It’s a move that could cost you for years to come.
Although 401(k) plans make saving for retirement easy, there’s a reason some people aren’t a fan. You may not love the fact that your 401(k) won’t let you buy individual stocks for your retirement. And you may not be happy with the limited fund choices you’re given — especially if you’re someone who likes to have a say over your investments.
You may also be unhappy with the administrative fees your 401(k) plan charges. It’s common for 401(k)s to charge administrative fees in the ballpark of 0.5% to 2%. But if your plan is at the higher end of that range, it may not sit well with you.
There’s no rule stating that you have to save for retirement in a 401(k) just because your employer makes one of these plans available to you. But if you skip the 401(k) when there’s a company match involved, you might end up kicking yourself down the line.
Giving up free money is a poor choice
Of the different 401(k) mistakes you might make, like investing your savings too conservatively or failing to pay attention to the fees your investments are charging, passing up an employer match is hands down the biggest one. When you give up an employer match, you don’t just lose out on free money. You also lose out on the chance to invest that money and grow it into a larger sum.
Let’s say you give your company’s 401(k) plan a pass, and in doing so, give up a $2,500 employer match this year. You might think $2,500 won’t make a huge difference in the grand scheme of your retirement.

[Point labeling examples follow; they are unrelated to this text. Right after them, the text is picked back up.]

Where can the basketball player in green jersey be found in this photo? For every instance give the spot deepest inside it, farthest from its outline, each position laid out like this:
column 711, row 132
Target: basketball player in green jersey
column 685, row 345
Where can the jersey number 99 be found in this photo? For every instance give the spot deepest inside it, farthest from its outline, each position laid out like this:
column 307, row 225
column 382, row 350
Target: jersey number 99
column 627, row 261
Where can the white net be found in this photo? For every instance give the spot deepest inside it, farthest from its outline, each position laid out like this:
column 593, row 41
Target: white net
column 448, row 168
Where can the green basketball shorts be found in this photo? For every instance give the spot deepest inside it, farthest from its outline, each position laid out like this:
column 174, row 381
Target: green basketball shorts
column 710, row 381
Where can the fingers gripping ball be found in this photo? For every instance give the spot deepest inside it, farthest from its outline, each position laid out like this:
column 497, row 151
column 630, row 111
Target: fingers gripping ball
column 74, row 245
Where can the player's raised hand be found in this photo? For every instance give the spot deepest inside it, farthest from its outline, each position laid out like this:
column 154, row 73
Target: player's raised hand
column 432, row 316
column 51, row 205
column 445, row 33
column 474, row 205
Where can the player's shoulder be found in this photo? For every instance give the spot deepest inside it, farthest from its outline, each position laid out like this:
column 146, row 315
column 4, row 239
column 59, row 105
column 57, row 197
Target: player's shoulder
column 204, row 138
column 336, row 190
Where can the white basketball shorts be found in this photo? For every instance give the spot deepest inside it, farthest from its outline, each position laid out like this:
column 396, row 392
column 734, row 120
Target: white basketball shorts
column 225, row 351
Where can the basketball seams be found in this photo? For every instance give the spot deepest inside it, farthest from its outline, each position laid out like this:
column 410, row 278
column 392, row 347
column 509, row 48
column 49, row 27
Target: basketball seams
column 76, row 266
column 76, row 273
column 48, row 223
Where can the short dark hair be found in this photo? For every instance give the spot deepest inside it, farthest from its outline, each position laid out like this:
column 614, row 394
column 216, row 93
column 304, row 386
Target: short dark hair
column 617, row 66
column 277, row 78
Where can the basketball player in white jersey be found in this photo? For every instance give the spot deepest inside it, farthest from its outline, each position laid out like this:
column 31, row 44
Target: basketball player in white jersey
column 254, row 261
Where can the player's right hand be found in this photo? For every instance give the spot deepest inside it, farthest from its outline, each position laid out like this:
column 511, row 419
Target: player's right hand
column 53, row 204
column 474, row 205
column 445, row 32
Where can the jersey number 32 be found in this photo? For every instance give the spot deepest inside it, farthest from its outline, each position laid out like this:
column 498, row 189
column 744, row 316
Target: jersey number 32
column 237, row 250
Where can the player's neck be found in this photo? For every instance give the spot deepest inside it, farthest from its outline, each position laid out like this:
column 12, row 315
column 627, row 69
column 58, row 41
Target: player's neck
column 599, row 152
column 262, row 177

And maybe it won’t.
But if you’re 25 years old and aren’t retiring for another 40 years, you’re also giving up four decades of gains on that $2,500. If your 401(k) generates an average annual 8% return, which is a bit below the stock market’s average, then that missing $2,500 will actually end up costing you over $54,000. That’s a bigger deal.
Never say no to a 401(k) match
Vanguard reports that 50% of its 401(k) plans provided a matching contribution in 2023, while 36% of its plans had both a matching and a nonmatching employer contribution. In other words, employer matches are common in 401(k)s. So before you forgo the opportunity to contribute to your workplace plan, see if there’s a match involved — and take it.

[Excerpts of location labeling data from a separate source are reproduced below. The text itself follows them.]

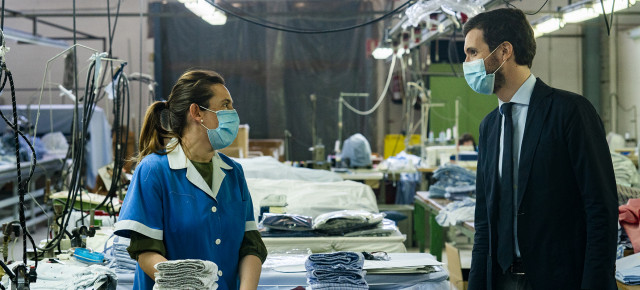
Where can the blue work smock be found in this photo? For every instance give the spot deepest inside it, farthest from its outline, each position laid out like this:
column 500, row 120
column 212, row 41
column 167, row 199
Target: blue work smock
column 169, row 200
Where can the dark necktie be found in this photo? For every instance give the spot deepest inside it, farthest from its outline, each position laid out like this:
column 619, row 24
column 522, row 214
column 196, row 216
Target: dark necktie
column 505, row 218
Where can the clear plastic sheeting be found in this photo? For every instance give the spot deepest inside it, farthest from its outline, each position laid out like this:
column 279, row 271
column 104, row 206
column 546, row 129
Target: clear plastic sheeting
column 346, row 221
column 288, row 222
column 356, row 151
column 270, row 168
column 55, row 143
column 314, row 198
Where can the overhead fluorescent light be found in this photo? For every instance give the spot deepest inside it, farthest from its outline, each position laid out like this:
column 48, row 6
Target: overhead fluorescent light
column 547, row 25
column 206, row 11
column 580, row 14
column 635, row 33
column 617, row 5
column 22, row 36
column 382, row 52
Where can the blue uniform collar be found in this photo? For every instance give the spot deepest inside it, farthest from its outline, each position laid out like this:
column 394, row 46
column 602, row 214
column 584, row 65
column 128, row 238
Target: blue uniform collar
column 178, row 160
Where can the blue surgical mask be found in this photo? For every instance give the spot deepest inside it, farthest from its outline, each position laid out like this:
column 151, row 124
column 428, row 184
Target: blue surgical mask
column 476, row 75
column 228, row 123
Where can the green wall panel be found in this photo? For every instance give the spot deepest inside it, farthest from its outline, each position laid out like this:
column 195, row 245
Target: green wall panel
column 473, row 106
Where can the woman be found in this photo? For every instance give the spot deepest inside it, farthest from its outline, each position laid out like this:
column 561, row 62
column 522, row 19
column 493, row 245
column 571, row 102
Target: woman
column 186, row 201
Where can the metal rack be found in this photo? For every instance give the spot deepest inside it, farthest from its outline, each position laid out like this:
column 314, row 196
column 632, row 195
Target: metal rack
column 50, row 168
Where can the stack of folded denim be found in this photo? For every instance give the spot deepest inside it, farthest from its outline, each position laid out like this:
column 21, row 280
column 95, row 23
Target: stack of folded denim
column 186, row 274
column 452, row 181
column 287, row 222
column 340, row 270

You can put the rest of your retirement savings into an IRA if you find that that’s a more cost-effective option from a fee standpoint. And if you feel strongly that you’d rather choose your own stocks than get stuck investing in an index or mutual fund, then by all means, go for that IRA.
But fund your 401(k) up to your employer match first so that you’re able to get your hands on all the free money you’re eligible for. You never know when passing up a few thousand dollars might leave you with a serious financial shortfall later in life.